Il y avait un homme infiniment pénible à l’atelier. Il me faisait penser à mon père. Tout le long il chialait à sa femme que son bonsaï n’était pas réussi et faisait pitié. Je savais que secrètement il voulait, de façon vraiment pas subtile, qu’elle échange le sien contre le sien. Une sorte de trait narcissique… de toujours penser que les souffrances, émotions, accomplissements et joies des autres sont toujours moins importantes que les siennes. J’ai répondu en souriant et en étant calme à certaines de ses plaintes parce que je voyais bien que sa femme était mal. Elle s’est retournée à chaque fois pour rire sans qu’il la voit… et ça m’a fait plaisir. La gentillesse fait son chemin même si elle devra malheureusement rentrer chez elle avec lui… mais nous allons choisir pour aujourd’hui de nous dire qu’il doit avoir d’autres qualités. Mon père faisait ce genre de choses sans arrêt, même à ses enfants, oui. La phrase que j’ai entendue ma mère dire la plus souvent dans mon enfance c’est: « Il faut que tu sois plus raisonnable que ton père. C’est toi, l’adulte. »

Il y avait de ça dans cette histoire de l’enfance de Serge Thériault qui m’a fait pleurer.

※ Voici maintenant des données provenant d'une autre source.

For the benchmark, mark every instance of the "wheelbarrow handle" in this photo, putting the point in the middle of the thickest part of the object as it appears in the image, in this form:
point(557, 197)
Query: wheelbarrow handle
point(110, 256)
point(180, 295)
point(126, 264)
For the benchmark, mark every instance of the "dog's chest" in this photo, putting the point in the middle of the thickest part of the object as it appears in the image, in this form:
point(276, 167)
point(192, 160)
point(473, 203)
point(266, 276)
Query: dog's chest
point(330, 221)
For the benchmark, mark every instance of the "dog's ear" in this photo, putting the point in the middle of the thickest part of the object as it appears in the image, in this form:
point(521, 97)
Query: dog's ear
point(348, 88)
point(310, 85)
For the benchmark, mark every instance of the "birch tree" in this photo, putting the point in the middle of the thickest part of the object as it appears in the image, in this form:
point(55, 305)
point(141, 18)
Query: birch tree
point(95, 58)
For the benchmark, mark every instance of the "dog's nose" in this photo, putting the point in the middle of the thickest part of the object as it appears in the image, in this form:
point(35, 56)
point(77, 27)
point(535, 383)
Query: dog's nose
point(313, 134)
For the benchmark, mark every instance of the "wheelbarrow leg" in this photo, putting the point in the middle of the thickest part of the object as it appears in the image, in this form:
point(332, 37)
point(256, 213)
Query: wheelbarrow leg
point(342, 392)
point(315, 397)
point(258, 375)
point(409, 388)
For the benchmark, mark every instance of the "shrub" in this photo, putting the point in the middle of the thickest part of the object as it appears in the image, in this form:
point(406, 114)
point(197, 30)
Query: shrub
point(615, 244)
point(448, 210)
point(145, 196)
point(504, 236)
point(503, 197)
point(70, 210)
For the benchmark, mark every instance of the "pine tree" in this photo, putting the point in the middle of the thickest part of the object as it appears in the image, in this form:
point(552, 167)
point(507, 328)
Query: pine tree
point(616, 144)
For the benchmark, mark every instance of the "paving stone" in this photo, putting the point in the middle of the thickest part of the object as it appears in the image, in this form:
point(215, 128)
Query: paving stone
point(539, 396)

Beaucoup de gens sous-estiment la trace et l’impact durables d’avoir un parent avec un trouble de personnalité ou de santé mentale. Ça fait peur. Ça fait s’oublier. Ça fait marcher sur des œufs. Ça fait disparaître. Et… Je n’avais aucune difficulté à imaginer la terreur et le stress intense qu’il devait ressentir face aux changements brusques et imprévisibles de sa mère. Face à ses disparitions. Et cet état là reste en partie enfoui en nous toute la vie je pense… il faut trouver des façons de l’apaiser.

Ça nous donne toujours quelque chose aussi. Dans mon cas, les visions d’horreur des animaux morts, la présence des armes, les crises de rage et… et l’interdiction de fuir, ça m’a rendue capable de regarder sans broncher bien des choses qui en feraient hurler d’autres. Ce n’est pas de la froideur, contrairement à ce que les gens imaginent souvent. C’est plus une forme de courage acquis à force d’avoir du regarder l’horreur en face. Il ne sert à rien de crier ou de se défiler (même si oui, il y a quelques petits trucs qui me troublent encore et sont plus difficiles). Il y avait cette phrase dans le livre de Pascale Monpetit qui m’a semblée juste:

Mais je suis tannée de survivre à tout. Je prendrais plus d’amour et de douceur…

Je pense aussi que c’est merveilleux d’arriver à conserver sa capacité d’émerveillement et sa gentillesse même si on a grandi dans l’horreur… comme Pascale, comme Serge, comme moi.

Ce qui ne veut pas dire être niais… la gentillesse n’est pas de la stupidité. Elle n’a pas à être infinie non plus. La gentillesse est un choix.